I was reading 'Walden' last month, and it was really quite sad to read Thoreau's criticism of his own materialistic society, and then to look at where we are today. Many people now argue that the Internet is a basic human right - it has apparently been recognised as such in a few countries - and you always see people on their mobile phones, or listening to their mp3 players, or even little kids using their handheld game consoles when out with their parents. I was thinking about this, and it made me wonder why you never see any of this in modern literature, and whether anyone would actually want to see it there.
I haven't read a lot of modern novels lately, but I was thinking of the few I had read, and it struck me that none of them made reference to the Internet, for example, which is apparently such an integral part of our lives. A recent book I read was 'The Thirteenth Tale', and it really read as though the author was making a concerted effort not to relate to modern society, maintaining an ambiguity that made it impossible to tell whether the novel was set today or a hundred years ago. It was also a book quite conciously cerebral, making frequent references to Victorian classics, for example, and I almost think that the two qualities of the novel are a necessary pair. Studing English in school, I remember that there was a reference to a fridge or some such thing in a poem, and one student made instant proclamation that such modern references made the poem seem ugly, alienating the reader.
I was even thinking of novels such as 'Twilight', which you would think would be quite overwhelmingly modern. But, for my part, I only recall Bella sending a few e-mails to her mother, and one google search early in the series. I'm fairly certain of these occurrences but, despite this, one friend remembered the novel as ambiguous in dating and again as clinging to slightly out-of-date ideals, e.g. Bella seems to spend most of her time reading 'Wuthering Heights' and, for all we know, might not even have registered with Facebook.
For my part, I think it would be quite awkward if the Internet - or other distinctly modern apparations - did appear in today's literature, and its absence seems, to me, to be for the same reasons you wouldn't describe a character going to the toilet, for example. I have mentioned some particularly dubious titles in this post, but I really intended this question to be for the so-called 'modern classics', thinking of authors such as Kazuo Ishiguro, Margaret Atwood, or any others you might place under that category. In the reading of such authors, I have never come across anything distinctly modern, and I wonder if works would lose their charm if you did.

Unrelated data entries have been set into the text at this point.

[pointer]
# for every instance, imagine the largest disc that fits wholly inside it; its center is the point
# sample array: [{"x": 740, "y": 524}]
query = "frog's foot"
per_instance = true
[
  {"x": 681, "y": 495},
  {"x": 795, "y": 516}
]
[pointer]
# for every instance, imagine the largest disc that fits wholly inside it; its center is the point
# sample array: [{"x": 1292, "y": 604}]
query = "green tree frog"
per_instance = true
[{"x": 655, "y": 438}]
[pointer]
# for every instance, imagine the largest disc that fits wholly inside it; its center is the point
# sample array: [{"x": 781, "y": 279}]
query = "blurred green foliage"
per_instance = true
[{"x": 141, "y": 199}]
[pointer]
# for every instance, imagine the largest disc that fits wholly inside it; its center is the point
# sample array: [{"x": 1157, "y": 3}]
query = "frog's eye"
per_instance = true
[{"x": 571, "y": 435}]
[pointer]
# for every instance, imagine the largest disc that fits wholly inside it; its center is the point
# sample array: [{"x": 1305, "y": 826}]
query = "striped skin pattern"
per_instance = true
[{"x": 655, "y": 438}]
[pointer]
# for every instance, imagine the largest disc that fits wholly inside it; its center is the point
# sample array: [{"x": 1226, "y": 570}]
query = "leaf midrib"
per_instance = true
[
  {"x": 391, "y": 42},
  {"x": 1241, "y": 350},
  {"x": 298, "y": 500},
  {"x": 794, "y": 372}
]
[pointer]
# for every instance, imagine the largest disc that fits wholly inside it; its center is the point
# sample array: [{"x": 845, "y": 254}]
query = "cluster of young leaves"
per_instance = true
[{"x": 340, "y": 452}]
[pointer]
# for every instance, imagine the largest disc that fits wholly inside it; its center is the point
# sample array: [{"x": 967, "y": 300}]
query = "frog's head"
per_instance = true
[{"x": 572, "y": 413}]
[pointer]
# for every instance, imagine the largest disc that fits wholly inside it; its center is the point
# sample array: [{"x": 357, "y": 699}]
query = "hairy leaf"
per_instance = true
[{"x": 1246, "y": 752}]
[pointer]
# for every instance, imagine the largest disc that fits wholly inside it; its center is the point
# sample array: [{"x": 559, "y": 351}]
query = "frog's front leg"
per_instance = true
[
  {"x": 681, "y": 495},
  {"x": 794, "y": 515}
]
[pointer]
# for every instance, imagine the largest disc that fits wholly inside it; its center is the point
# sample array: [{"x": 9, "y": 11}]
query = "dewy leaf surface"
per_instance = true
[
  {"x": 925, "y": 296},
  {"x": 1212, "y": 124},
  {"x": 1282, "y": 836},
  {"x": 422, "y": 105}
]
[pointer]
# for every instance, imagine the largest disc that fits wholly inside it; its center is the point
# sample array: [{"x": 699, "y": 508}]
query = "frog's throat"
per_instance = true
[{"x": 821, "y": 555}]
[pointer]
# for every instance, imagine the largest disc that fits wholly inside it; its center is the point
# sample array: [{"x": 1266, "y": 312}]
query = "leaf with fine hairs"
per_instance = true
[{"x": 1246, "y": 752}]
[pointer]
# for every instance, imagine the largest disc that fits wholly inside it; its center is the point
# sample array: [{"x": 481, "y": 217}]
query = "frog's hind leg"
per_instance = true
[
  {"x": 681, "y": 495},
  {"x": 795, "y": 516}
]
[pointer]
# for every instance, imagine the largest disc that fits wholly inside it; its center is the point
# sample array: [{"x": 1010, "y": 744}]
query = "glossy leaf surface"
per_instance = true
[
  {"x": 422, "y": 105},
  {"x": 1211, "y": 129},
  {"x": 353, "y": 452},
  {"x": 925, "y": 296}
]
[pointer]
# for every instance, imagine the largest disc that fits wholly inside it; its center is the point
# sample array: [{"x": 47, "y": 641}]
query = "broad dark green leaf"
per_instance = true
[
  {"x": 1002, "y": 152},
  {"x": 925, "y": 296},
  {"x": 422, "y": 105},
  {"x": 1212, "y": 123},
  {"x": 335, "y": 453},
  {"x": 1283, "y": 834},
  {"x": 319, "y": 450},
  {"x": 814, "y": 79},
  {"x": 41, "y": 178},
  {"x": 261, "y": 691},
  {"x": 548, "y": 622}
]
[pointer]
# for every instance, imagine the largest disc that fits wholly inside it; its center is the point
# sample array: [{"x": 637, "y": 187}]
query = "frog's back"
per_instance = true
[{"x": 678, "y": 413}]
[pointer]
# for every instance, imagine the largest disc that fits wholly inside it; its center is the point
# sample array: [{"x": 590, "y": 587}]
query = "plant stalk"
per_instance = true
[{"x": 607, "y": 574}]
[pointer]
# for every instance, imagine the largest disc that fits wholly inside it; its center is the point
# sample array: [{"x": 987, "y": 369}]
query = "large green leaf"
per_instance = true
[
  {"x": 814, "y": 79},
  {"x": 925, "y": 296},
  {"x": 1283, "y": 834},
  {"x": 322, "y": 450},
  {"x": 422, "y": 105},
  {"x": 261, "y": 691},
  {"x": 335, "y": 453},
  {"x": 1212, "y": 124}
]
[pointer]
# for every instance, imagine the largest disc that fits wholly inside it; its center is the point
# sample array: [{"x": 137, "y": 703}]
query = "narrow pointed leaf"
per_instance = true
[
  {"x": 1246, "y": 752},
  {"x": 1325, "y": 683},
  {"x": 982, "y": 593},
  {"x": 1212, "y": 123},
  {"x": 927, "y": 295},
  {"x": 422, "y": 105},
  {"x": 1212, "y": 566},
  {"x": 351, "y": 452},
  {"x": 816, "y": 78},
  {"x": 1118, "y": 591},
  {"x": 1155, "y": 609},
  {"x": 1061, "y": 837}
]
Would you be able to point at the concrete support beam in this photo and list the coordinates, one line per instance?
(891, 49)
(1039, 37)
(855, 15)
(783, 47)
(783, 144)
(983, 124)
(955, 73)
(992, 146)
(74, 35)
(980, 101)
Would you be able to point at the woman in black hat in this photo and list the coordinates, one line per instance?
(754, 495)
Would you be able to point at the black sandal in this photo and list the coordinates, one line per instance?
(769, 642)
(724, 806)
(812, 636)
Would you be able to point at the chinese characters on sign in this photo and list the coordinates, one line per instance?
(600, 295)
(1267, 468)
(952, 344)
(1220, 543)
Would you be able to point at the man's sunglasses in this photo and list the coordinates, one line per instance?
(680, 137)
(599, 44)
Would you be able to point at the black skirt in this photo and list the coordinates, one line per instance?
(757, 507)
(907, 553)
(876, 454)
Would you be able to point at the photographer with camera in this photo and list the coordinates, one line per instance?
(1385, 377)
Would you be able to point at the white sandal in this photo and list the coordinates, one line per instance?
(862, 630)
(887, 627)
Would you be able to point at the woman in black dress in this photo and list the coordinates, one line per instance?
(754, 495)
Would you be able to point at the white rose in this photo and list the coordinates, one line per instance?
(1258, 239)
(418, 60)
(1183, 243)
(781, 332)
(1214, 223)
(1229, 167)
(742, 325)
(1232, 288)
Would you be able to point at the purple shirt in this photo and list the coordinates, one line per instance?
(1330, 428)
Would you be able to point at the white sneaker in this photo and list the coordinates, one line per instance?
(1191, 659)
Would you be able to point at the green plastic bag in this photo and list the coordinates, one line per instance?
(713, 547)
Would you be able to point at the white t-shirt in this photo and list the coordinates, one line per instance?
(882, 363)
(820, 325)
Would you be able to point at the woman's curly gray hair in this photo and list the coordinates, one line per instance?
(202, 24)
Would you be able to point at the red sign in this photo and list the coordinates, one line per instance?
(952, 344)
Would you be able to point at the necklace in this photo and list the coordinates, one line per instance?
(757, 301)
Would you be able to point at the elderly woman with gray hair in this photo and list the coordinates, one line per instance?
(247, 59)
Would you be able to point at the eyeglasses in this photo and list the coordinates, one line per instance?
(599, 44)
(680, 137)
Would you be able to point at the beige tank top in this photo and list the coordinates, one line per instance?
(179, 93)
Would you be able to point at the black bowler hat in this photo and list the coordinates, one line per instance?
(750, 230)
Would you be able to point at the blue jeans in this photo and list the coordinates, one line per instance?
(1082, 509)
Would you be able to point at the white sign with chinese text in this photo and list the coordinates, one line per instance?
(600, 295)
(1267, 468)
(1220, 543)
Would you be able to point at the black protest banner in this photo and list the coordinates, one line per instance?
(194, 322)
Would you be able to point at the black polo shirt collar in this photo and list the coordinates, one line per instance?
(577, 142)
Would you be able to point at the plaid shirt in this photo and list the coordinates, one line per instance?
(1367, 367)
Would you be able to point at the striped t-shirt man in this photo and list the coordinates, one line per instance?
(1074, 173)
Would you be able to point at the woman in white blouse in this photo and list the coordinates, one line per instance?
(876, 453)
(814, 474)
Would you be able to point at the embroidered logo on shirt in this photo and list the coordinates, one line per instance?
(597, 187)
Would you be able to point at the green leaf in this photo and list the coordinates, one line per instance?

So, what are your thoughts on aspects of modern society coming into today's literature? I was thinking of 'American Psycho' earlier, in that I think this novel might be the only one I can think of that reflects modern consumerism. But, of course, the book revolves around and denounces it. I'm struggling to term what I mean, but do you think that aspects of modern day-to-day life can be woven comfortably into a work of literature? Would you want it there in the first place?